A diet rich in soluble fiber and low in saturated and trans fats can help lower cholesterol levels. High-fiber foods such as oatmeal, oat bran and other high soluble-fiber foods help reduce LDL cholesterol levels. Soluble fiber is also found in such foods as kidney beans, apples, pears, barley and prunes.

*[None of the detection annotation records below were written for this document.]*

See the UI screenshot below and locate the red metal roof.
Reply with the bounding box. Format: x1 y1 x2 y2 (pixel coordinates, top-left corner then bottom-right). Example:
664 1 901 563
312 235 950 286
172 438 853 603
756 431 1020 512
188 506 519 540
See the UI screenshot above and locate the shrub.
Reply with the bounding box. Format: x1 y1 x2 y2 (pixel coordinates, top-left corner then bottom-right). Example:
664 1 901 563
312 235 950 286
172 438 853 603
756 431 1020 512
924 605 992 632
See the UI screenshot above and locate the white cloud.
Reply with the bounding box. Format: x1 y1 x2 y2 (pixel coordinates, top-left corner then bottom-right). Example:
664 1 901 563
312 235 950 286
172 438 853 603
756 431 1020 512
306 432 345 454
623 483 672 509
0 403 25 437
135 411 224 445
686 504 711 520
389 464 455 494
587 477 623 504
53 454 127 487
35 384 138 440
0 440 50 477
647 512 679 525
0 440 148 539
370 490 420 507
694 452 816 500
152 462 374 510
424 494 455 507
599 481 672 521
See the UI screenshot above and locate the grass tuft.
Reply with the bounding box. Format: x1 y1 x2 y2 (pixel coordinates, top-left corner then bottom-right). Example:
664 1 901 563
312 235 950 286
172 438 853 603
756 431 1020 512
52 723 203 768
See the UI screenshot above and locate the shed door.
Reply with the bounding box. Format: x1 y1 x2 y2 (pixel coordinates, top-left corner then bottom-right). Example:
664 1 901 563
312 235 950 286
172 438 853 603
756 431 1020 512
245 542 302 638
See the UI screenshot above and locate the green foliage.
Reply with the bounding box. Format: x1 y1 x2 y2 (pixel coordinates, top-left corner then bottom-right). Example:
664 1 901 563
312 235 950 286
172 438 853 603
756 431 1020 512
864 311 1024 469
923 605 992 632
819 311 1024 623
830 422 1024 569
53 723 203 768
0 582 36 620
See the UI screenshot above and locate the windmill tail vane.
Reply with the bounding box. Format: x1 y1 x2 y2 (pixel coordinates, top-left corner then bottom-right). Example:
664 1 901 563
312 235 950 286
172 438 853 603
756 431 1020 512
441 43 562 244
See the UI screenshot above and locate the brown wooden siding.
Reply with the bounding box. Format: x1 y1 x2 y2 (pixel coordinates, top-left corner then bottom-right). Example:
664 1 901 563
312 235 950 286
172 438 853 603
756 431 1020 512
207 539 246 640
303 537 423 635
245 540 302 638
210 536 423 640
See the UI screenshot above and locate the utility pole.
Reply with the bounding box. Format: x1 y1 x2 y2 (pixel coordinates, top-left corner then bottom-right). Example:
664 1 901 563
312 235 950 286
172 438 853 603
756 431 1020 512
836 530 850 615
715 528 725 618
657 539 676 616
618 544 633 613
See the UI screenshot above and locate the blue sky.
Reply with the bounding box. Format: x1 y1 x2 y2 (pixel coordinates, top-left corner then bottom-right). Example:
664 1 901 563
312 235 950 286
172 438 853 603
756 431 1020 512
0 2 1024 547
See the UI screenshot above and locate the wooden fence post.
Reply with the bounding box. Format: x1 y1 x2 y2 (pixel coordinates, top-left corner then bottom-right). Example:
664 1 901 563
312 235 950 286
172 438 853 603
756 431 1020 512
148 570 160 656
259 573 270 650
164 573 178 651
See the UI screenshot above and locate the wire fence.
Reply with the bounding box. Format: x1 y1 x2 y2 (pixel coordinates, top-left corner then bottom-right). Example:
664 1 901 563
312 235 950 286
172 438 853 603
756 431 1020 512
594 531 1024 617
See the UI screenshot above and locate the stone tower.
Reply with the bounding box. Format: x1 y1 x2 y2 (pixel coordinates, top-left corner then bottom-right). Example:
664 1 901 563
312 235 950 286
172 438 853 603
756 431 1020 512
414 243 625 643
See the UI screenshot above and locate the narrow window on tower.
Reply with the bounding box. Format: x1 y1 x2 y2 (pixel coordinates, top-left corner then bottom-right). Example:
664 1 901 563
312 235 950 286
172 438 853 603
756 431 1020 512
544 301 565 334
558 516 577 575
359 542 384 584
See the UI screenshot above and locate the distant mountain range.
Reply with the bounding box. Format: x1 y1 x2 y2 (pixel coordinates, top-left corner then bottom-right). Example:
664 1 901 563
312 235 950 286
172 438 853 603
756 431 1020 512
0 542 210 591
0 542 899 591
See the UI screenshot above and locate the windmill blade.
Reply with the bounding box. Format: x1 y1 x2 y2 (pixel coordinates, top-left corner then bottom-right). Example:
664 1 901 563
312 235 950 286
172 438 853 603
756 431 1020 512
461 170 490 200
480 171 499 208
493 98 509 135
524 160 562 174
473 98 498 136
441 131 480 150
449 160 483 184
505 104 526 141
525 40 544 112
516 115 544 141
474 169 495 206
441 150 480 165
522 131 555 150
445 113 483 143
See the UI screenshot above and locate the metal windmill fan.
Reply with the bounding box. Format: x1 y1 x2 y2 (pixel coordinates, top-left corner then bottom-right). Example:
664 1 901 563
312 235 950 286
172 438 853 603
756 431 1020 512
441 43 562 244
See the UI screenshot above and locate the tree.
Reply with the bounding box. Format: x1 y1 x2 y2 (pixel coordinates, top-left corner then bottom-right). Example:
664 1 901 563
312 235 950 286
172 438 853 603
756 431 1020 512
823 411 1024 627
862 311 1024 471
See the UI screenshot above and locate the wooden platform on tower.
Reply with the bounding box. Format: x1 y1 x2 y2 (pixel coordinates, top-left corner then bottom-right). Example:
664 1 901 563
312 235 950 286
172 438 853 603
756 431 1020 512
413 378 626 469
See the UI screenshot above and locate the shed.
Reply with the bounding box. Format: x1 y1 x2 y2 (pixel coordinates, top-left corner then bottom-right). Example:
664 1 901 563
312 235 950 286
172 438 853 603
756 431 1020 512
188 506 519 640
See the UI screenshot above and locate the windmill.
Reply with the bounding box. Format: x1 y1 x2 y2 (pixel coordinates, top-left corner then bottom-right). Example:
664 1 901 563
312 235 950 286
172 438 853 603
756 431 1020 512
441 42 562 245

Eating fatty fish such as mackerel, lake trout, salmon, sardines, albacore tuna and halibut also has heart-healthy benefits because of its high levels of omega-3 fatty acids, which can reduce your cholesterol. Small amounts of omega-3 fatty acids are also found in ground flaxseed or canola oil. Polyunsaturated fatty acids found in walnuts, almonds and other nuts can reduce blood cholesterol. Cholesterol-lowering foods, such as margarines that contain plant sterol or stanol esters that can help lower LDL cholesterol. Olive oil contains antioxidants that can lower your "bad" LDL cholesterol but leave your "good" HDL cholesterol unchanged. Limit saturated fats, like those in meat, full-fat dairy products and some oils. Also avoid trans fats that are sometimes found in margarines, cookies, crackers and cakes. Limit alcohol consumption. If you choose to drink, do so in moderation.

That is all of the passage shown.